TOJ3136

                                                      3136: Ubiquitous Religions

时间限制(普通/Java):2000MS/6000MS     内存限制:65536KByte
总提交: 274            测试通过:149

描述

There are so many different religions in the world today that it is difficult to keep track of them all. You are interested in finding out how many different religions students in your university believe in.

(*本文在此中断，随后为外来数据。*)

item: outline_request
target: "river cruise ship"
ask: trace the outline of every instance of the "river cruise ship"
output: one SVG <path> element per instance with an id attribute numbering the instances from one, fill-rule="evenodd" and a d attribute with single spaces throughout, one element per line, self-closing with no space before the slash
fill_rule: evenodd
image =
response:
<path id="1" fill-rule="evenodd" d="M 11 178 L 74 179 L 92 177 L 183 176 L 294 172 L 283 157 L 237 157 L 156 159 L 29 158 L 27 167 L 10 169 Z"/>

You know that there are n students in your university (0 < n <= 50000). It is infeasible for you to ask every student their religious beliefs. Furthermore, many students are not comfortable expressing their beliefs. One way to avoid these problems is to ask m (0 <= m <= n(n-1)/2) pairs of students and ask them whether they believe in the same religion (e.g. they may know if they both attend the same church). From this data, you may not know what each person believes in, but you can get an idea of the upper bound of how many different religions can be possibly represented on campus. You may assume that each student subscribes to at most one religion.

输入

The input consists of a number of cases. Each case starts with a line specifying the integers n and m. The next m lines each consists of two integers i and j, specifying that students i and j believe in the same religion. The students are numbered 1 to n. The end of input is specified by a line in which n = m = 0.

输出

For each test case, print on a single line the case number (starting with 1) followed by the maximum number of different religions that the students in the university believe in.

样例输入

10 9
1 2
1 3
1 4
1 5
1 6
1 7
1 8
1 9
1 10
10 4
2 3
4 5
4 8
5 8
0 0

样例输出

Case 1: 1
Case 2: 7

提示

Huge input, scanf is recommended.

题解：

题目意思是两两结对，A认识B，B认识C，ABC就为同一群人，问最后有多少群人。

简单并查集。直接贴代码。

#include<stdio.h>
int fid[50010];
int find(int x)
{
if(x==fid[x])
{
return x;
}
else
{
return find(fid[x]);
}
}
void hebing(int a,int b)
{
a=find(a);
b=find(b);
if(a!=b)
{
fid[a]=b;
}
}
int main()
{
int n,m,i=0,j,a,b,s;
while(scanf("%d %d",&n,&m)!=EOF)
{
if(n==0&&m==0)break;
s=0;
i++;
for(j=0;j<n;j++)
{
fid[j]=j;
}
for(j=0;j<m;j++)
{
scanf("%d %d",&a,&b);
hebing(a,b);
}
for(j=0;j<=n;j++)
{
if(fid[j]==j)s++;
}
printf("Case %d: %d\n",i,s);
}
}